On the other hand, a revolutionary Marxist intervention in social movements can only be correct if it starts by defending the fundamental interests of the toilers. Which is where the lessons of the AAP are so valuable. Even if in a purely empirical way (as we do not know what went on inside the AAP, let us assume, as a worst case scenario, that nobody consciously proposed leftwing policies, even though it is known that many leftists joined or campaigned for the AAP), the AAP decided to take up social issues that matter to the poor, without first looking over its shoulders to see whether the Congress would agree. The Left, to be a credible left, has to abandon entirely the tried and tested way to disaster, which is called united front, but which is really a front with the bourgeoisie. A real united front is a united front of working class parties, a front, under today’s changed scenario, of working class parties and mass organisations and social movements. The AAP interacted with local communities, built itself through the induction of grassroots activists. Through all that period various kinds of leftists made critical comments. Without disagreeing with all of them, our stress here is on what we need to learn from the AAP experience.

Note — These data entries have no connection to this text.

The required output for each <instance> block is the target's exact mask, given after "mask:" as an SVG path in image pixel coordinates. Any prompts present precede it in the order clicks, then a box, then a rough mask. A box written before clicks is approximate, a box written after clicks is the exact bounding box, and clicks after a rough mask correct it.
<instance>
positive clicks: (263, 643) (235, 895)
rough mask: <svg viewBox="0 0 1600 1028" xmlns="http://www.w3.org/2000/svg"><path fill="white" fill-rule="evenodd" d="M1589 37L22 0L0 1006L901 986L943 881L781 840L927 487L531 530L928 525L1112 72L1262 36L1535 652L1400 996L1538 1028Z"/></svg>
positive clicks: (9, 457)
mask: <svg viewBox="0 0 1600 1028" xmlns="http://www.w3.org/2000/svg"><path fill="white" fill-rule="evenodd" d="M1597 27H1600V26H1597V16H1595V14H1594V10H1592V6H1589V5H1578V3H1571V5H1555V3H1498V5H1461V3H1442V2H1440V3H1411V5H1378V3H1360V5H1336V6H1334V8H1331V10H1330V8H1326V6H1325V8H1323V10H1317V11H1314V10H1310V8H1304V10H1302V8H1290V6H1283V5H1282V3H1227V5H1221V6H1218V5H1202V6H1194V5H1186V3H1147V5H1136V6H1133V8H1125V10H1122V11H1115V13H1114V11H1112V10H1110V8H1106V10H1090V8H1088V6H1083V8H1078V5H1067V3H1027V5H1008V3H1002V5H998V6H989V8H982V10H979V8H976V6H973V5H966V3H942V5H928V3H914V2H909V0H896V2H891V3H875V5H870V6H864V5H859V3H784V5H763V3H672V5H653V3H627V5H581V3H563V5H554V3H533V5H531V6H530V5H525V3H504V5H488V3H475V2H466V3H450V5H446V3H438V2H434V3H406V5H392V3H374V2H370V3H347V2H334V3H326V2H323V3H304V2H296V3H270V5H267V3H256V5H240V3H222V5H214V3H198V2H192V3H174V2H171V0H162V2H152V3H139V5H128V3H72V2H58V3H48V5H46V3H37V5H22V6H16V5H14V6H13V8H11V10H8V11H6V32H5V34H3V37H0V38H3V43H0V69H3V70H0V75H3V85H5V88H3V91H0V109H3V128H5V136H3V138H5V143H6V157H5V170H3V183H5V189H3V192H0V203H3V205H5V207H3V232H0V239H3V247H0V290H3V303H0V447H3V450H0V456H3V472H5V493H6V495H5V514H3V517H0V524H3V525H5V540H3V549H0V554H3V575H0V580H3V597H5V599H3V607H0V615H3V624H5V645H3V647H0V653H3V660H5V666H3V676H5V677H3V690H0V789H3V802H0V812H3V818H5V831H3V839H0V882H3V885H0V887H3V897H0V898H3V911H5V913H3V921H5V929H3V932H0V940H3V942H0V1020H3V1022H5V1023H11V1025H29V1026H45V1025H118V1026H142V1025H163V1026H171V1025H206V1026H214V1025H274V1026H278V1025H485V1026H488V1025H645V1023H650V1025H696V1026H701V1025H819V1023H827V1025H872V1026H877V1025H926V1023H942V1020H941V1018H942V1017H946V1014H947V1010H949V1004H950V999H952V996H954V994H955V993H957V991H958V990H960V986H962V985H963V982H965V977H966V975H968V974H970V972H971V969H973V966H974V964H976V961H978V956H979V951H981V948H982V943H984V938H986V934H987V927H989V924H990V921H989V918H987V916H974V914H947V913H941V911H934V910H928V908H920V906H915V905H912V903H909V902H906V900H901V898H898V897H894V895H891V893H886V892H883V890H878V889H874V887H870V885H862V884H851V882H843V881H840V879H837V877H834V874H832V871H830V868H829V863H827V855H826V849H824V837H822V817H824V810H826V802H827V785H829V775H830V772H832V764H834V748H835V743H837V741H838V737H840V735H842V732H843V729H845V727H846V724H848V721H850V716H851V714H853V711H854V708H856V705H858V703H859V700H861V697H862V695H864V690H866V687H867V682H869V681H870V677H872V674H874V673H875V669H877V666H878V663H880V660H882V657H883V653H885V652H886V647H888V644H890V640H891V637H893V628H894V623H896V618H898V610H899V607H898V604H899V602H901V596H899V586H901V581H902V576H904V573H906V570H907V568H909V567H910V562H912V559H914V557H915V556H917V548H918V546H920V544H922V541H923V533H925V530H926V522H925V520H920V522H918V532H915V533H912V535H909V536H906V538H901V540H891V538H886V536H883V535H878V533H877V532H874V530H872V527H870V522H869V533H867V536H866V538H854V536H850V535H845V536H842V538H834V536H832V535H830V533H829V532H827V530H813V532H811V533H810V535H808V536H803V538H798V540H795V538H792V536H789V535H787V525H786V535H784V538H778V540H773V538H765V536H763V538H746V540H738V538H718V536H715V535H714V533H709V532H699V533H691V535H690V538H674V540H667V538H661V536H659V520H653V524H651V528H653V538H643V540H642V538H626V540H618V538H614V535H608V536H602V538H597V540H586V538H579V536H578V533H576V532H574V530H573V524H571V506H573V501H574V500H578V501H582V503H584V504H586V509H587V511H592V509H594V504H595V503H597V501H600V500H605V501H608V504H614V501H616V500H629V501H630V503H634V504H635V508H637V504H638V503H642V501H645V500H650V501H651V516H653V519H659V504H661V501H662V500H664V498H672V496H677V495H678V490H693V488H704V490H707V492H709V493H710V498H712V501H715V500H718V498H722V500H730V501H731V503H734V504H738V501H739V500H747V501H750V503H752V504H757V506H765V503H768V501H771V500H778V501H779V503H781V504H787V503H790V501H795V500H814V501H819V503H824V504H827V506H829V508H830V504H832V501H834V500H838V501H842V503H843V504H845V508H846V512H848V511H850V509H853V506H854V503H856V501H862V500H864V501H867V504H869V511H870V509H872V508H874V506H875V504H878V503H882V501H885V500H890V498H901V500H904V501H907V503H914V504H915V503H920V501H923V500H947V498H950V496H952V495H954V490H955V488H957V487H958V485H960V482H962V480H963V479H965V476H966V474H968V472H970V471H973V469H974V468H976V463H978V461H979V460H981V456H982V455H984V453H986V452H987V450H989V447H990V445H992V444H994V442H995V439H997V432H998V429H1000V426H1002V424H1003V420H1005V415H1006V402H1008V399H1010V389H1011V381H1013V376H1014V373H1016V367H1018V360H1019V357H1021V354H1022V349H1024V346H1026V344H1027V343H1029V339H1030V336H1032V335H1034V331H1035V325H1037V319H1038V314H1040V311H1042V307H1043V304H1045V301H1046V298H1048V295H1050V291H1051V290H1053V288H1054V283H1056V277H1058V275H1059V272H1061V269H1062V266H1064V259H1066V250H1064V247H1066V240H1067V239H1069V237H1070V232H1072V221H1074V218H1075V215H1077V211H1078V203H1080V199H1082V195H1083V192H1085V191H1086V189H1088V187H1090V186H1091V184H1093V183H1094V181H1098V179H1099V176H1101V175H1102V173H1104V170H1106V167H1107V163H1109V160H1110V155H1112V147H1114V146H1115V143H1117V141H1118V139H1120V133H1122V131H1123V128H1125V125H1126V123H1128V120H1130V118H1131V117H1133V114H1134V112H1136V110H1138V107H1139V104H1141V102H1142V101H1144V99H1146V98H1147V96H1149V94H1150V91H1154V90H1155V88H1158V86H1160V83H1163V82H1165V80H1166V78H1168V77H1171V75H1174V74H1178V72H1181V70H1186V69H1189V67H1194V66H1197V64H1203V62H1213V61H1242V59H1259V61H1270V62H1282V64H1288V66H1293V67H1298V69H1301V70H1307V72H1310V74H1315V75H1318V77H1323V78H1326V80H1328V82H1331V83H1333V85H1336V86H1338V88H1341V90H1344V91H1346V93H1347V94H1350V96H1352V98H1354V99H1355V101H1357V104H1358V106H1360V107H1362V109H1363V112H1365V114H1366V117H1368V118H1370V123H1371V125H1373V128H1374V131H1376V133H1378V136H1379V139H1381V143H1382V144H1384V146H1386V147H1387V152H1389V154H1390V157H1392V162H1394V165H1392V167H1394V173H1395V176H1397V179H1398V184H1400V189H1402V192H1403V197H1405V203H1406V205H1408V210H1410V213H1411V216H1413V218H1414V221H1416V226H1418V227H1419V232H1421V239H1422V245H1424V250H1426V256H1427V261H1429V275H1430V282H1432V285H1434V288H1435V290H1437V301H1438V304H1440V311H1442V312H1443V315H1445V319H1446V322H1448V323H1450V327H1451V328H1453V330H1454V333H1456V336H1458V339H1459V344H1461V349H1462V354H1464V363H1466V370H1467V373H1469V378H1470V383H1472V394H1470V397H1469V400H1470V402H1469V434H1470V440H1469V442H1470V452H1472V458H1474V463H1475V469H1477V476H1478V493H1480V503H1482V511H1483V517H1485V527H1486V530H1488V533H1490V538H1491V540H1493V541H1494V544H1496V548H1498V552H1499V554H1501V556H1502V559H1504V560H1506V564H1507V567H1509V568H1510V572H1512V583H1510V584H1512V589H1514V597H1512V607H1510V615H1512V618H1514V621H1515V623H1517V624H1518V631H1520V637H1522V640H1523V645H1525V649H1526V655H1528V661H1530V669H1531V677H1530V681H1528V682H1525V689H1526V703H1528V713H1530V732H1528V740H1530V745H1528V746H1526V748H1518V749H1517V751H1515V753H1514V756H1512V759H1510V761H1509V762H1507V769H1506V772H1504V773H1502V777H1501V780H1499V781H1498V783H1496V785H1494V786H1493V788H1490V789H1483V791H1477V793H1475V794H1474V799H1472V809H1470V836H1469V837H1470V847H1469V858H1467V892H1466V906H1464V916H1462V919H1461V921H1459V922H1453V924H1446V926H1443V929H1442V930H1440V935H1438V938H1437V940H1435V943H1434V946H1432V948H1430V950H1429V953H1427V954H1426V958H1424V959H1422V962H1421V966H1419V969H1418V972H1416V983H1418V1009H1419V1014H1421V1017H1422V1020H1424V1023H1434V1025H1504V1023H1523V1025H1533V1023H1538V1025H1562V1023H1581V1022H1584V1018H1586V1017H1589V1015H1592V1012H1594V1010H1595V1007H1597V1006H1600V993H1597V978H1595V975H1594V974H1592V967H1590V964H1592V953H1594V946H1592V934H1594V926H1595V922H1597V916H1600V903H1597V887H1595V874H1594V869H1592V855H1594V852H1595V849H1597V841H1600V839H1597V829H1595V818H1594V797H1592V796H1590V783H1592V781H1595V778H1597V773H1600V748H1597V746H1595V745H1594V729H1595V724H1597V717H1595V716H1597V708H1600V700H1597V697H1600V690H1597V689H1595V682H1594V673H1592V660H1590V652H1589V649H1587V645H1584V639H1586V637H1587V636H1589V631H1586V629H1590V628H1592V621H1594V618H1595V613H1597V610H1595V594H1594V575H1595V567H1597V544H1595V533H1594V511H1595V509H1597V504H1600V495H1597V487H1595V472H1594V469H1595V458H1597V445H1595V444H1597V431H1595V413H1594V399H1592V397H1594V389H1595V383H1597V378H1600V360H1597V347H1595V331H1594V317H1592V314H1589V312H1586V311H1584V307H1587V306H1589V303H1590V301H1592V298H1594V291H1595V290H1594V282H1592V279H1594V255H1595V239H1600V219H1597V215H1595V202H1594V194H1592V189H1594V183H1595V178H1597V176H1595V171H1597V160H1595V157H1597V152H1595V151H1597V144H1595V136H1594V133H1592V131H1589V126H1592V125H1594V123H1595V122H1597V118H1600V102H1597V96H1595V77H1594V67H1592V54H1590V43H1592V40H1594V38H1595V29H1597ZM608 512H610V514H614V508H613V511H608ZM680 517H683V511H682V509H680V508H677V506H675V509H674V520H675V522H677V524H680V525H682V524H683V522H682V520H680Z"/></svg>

Finally, the AAP showed that defence of minorities need not mean alliance with or mutual patronage between, secular parties and minority community religious figures. As the West Bengal elections come nearer, and as one sees the BJP whipping up Hindutva fanaticism on one hand and the TMC move equally in the direction of seeking to polarise the electorate by protecting Muslim communalism, there is bound to be (indeed there are already clear signs of) heart burn within the left, and by that one does not only mean the CPI(M), but also forces to the left of the CPI(M). Some of them too find it objectionable if Muslim communalists are in any way targeted. While secularism in India has to clearly identify Hindu communalism as the primary threat, and while if it is a matter of actual defence of minorities attacked by Hindutva forces, as have happened not only in Gujarat, but in Madhya Pradesh, in Odisha and elsewhere, one may find oneself resisting the hooligans and armed killers side by side with members of minority communal organisations (as distinct from persons of majority and minority origin fighting together), this does not mean we should not expose minority communalism for a dangerous and wrong politics ; and it certainly does not mean orienting to minority communalism in the hope of a few short term recruits or a few votes. Let us note that the BJP brought in MPs from all over the country, Modi campaigned personally in a big way, and huge sums were spent in the last few days trumpeting the achievements of the Central Government. In other words, while it is true that the ruling class wants Modi, will back Modi, it does not mean that the game is so completely over that struggles do not matter. What the AAPs surge, regardless of the exact result [7], shows is that for the left, the road ahead lies in overcoming sectarianism, fusing with mass struggles, taking up seriously basic issues affecting toilers, being militantly secular, and completely rejecting the bourgeois parties –not merely the Congress(I), but each and every one of them. As the CPI(M) congress nears and sections express dissent with the Buddhadev Bhattacharjee line, it is for them to recognise that that is not enough. A fuller rethinking is necessary if they want the left to be meaningfully left. Meanwhile, for the far left, if it really believes that the Sangh is a fascist force, then overcoming sectarianism and forging an alternative left instrument is essential.